Rania menarik tangannya dari genggaman Ambar. Baru beberapa langkah bergerak, suara Ambar kembali terdengar hingga mengunci pergerakan Rania.

"Aku tidak akan tinggal diam kalau ayahnya adalah mas Bumi karena aku akan mempertahankan apa yang sudah aku miliki. Aku bisa berbuat apapun."

Menarik sudut bibirnya. "Waah, aku takut sekali dengan ancamanmu. Terdengar mengancam dan menakutkan sekali, ya?" Tepat setelah kalimat itu berakhir, Rania membawa langkahnya menjauhi dapur. Meninggalkan adiknya yang masih berdiri ditempat dengan tangan mengepal di ke-dua sisi tubuh.

...----------------...

"Apa?!"

"Kamu harus menikahi ku!"

Manik Ryan berkedip-kedip, ia masih mencerna ucapan Rania. Perempuan itu kembali datang dan mencarinya. Ryan pikir, Rania akan mengajaknya bersenang-senang seperti beberapa bulan lalu, tapi ternyata tidak. Malah tiba-tiba minta dinikahi.

Gila.

"Apa kau sedang mabuk sampai melantur seperti ini?"

"Tidak. Apa kamu melihat ke-dua mataku merah dan cara jalanku sempoyongan?" Ryan menggeleng polos. "Berarti aku tidak mabuk."

"Tapi kamu— akh!
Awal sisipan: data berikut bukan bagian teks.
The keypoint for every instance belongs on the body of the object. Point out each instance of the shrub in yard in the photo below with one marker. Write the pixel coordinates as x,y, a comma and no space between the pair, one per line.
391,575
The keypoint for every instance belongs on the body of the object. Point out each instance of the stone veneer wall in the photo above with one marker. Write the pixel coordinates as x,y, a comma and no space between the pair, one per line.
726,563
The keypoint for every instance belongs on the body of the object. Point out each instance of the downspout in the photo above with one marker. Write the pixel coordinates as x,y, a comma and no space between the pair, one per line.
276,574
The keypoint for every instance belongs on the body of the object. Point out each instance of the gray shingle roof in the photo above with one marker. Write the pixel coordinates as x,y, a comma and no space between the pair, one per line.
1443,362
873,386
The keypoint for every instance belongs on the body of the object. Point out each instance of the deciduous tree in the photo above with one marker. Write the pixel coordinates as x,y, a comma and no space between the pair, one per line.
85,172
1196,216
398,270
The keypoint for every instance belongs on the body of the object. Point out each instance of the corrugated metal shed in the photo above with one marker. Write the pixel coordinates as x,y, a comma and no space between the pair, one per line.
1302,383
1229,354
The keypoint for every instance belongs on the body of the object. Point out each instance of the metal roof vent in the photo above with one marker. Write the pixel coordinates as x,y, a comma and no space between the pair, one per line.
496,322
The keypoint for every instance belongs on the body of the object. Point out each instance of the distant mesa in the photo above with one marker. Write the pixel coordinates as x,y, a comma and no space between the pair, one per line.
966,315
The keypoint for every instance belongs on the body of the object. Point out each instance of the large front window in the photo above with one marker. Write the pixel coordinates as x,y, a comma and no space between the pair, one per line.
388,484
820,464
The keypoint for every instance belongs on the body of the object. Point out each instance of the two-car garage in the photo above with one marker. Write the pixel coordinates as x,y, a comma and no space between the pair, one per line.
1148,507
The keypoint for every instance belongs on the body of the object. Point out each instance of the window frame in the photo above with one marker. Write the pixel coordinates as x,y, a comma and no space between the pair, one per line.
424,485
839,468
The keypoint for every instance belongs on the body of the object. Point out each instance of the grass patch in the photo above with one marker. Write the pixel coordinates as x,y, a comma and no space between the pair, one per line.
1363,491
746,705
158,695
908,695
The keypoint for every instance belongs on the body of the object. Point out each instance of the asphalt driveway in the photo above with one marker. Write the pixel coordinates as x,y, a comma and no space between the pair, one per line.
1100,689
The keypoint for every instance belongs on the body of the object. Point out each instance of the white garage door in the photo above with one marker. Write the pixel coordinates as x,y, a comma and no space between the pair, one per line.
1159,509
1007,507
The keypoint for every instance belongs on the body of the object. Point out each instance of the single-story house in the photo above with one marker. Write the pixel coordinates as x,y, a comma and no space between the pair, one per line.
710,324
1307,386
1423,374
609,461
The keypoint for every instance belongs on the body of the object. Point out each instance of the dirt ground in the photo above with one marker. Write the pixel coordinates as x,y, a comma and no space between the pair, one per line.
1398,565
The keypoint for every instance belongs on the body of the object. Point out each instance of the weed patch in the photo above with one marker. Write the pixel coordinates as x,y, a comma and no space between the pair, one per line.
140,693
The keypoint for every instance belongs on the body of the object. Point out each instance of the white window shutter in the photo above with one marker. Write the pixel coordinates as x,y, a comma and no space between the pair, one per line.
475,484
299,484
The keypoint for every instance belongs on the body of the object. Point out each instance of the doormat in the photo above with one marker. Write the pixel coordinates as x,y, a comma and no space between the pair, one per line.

Kau benar-benar gila."

"Aku tidak gila, tapi aku hamil."

Untuk kesekian kalinya manik Ryan melebar, dibuat terkejut berkali-kali oleh perempuan dihadapannya, untung dia tidak memiliki riwayat penyakit. Ryan meninggalkan teras dan bergerak mendekati Rania.

"Apa katamu tadi?"

"Aku hamil—,"

"Aku tahu! Lalu hubungannya denganku apa? Kau, jangan main-main denganku."

"Siapa yang main-main? Aku serius."

"Hubungannya denganku apa?"

"Ya ... Karena anak ini milikmu," Rania mengalihkan pandangannya ke samping dengan tangan terlipat didepan dada. "Kamu harus menikah denganku."

"Jadi kau menjebak ku waktu itu? Kau memanfaatkan aku? Kenapa kau bodoh sekali? Menjebak pengangguran miskin sepertiku dan mengemis dinikahi. Kau ... Perempuan menyedihkan."

Sejujurnya kalimat itu sedikit menusuk batin Rania. Ya, dia adalah perempuan menyedihkan yang tidak pernah memiliki nasib baik hingga membuatnya frustasi dan melakukan hal bodoh seperti ini. Entah apa tujuannya saat ini, yang pasti Rania ingin membalas rasa sakitnya pada Bumi. Ia ingin pria itu juga merasakan sakit yang sama.

Menelan ludahnya. "Aku tidak peduli kamu mau berkata apa tentangku. Yang pasti, kamu harus tanggung jawab dan nikahi aku. Anak ini benar-benar milikmu karena aku hanya melakukannya denganmu."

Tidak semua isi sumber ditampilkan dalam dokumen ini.